16 Attorneys General Argue New EPA Water Rule Is All Wet

There is no rest for the wicked, or at risk of being repetitive, an EPA attorney.

Fresh off a spanking from the Supreme Court for not taking the costs of imposing new, expensive pollution mandates on coal-burning power plants, the EPA’s legal team is being called to defend a change to the Clean Water Act.

The EPA swears it isn’t true, but Texas Attorney General Ken Paxton (R) claims the way Environmental Protection Agency bureaucrats define “navigable waters” under the Clean Water Act, known more officially as the “Waters of the United States” rule, means everything from ditches and dry creek beds to gullies and isolated ponds formed after a big rain could be considered a “water of the United States.”

And any puddle declared to be a “water of the United States” under the new rule published June 29 could be regulated under the Clean Water Act.
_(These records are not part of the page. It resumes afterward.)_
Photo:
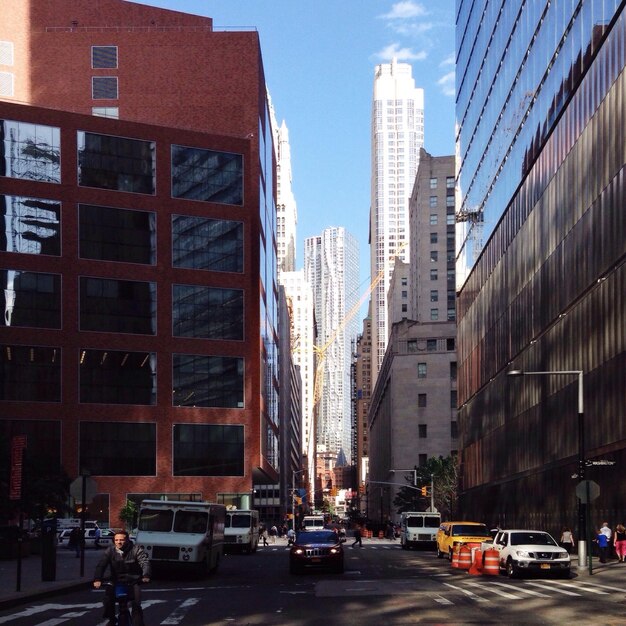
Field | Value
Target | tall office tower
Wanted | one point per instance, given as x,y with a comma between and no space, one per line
397,135
139,260
542,157
331,267
413,413
299,296
286,213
The new rule would expand the EPA’s authority to cover an additional two million acres of streams and 20 million acres of wetlands that are not included, or at least clearly included, under the Clean Water Act.

Texas and 15 other states filed suit to block the new “navigable waters” rule as soon as it was published.

The EPA legal eagles have not one lawsuit to worry about, but two. Texas, Louisiana, and Mississippi have filed suit in Houston. Alaska, Arizona, Arkansas, Colorado, Idaho, Missouri, Montana, Nebraska, New Mexico, Nevada, North Dakota, South Dakota, and Wyoming have filed suit in a separate case to have the rule overturned.

“The EPA’s new water rule is not about clean water — it’s about power,” Paxton said. “This sweeping new rule is a blatant overstep of federal authority and could have a devastating effect on virtually any property owner, from farmers to ranchers to small businesses.”

Paxton said the rule violates the U.S. Constitution, federal law and U.S. Supreme Court precedent, and places costly burdens on landowners in Texas.

“If it moves forward, essentially anybody with a ditch on their property would be at risk of costly and unprecedented new regulations and a complicated web of bureaucracy. Texans shouldn’t need permission from the federal government to use their own land, and the EPA’s attempt to erode private property rights must be put to a stop,” Paxton said.

EPA Administrator Gina McCarthy said Paxton and the other state attorneys general who sued are quite simply wrong.